Lead author Bernard Pinty of the Institute for Environment and Sustainability in the Joint
Research Centre of the European Commission, Ispra, Italy, and colleagues from the U.S., France and
Germany, used the Multi-angle Imaging SpectroRadiometer (MISR) instrument on NASA's Terra satellite
to observe the effects of a massive earthquake in the Gujarat province of India.
Considered one of the two most damaging seismic events in Indian recorded history, the Gujarat
earthquake struck with a magnitude of 7.7 (Richter scale) on January 26, 2001. About 20,000 people
died and another 16 million people were affected. Local residents reported fountains of water and
sediments spouting from the Earth following the earthquake.
As a result of the earthquake's intense ground shaking, loosely-packed, water-saturated sediments
in the area liquefied, behaving more like a liquid than a solid. Ground water flowed up to the surface
carrying sediments, flooding large areas including ancient riverbeds.
"Although the instrument's multiangle and multispectral capabilities weren't specifically developed
for the purpose of detecting surface water, this is an exciting application that merits further
investigation," said co-author David J. Diner, MISR Principal Investigator at NASA's Jet Propulsion
Laboratory, Pasadena, Calif. "Of significance to the Gujarat event is MISR's acquisition of compelling
evidence of surface water far from the earthquake's epicenter, particularly over remote locations
inaccessible to teams on the ground."
Aside from collecting scientific data in hard to reach places, MISR also provides a map overview of
what happened and the area affected. Such information could be used to detect places where survey teams
could concentrate their efforts. In this case, MISR data demonstrated that specific areas of the Rann
were more affected than others by dewatering. In addition, the data were instrumental in identifying
distant sites of liquefaction. Such information may help to validate earthquake models and to further
constrain relationships between earthquake magnitudes and distances of impacts.
"Satellites provide the best way to have a global view of an entire region, hundreds of square
kilometers can be observed in a few minutes, and this happens at any time they fly over a place," said
Pinty. "In the case of Gujarat, scientists were able to conduct surveys near the epicenter but could
hardly access other regions also affected by the earthquake, partly because of the proximity of
Pakistani border, a high security and politically sensitive region."
The earthquake's epicenter was located about 80 kilometers (50 miles) east of the city of Bhuj, but
the MISR instrument found dewatering, or release of water and sediment due to compression and
liquefaction, as far as 200 km (124 miles) from the epicenter.
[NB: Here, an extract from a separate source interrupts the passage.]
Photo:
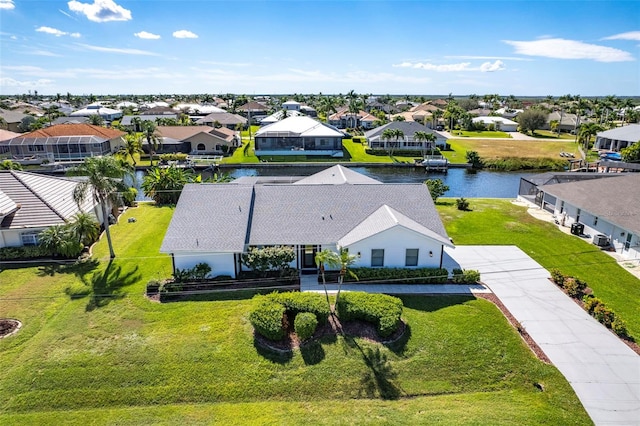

Additionally, there was significant
dewatering all along an 80-100 kms (50-62 miles) wide (south to north) ancient salt lake bed to the
north of Bhuj, known as the Rann of Kutch.
In the days to weeks following the earthquake, along with ground cracks and other types of
deformation, water flowed to the surface and progressively evaporated in various places. A year later,
scientists could still observe the consequences of the earthquake across the Rann because the water that
came up to the surface was very salty. After evaporation, the salt was left on the ground and MISR was
able to detect it also.
The MISR instrument views the sunlit face of the Earth simultaneously at nine widely spaced angles,
and provides ongoing global coverage with high spatial detail. Its imagery is carefully calibrated to
provide accurate measurements of the brightness, contrast, and color of reflected sunlight.
One way MISR registers surface features is by picking up different wavelengths of light as they are
reflected off the Earth's surface. As the satellite passes overhead, MISR collects information over a
400 km (248 mile) swath at a spatial resolution of 275 meters (300 yards), instantaneously assessing
surface features over large regions. Since the bright soils of the Rann of Kutch reflect most of the
Sun's incoming near-infrared radiation, and water bodies absorb near-infrared radiation, MISR can
detect the contrast and thereby tell where dewatering from the earthquake occurred. Changes in
reflection at different view angles also proved advantageous to identify the presence of surface water
in other regions.
A paper on the study appears in the current issue of the American Geophysical Union's journal, EOS.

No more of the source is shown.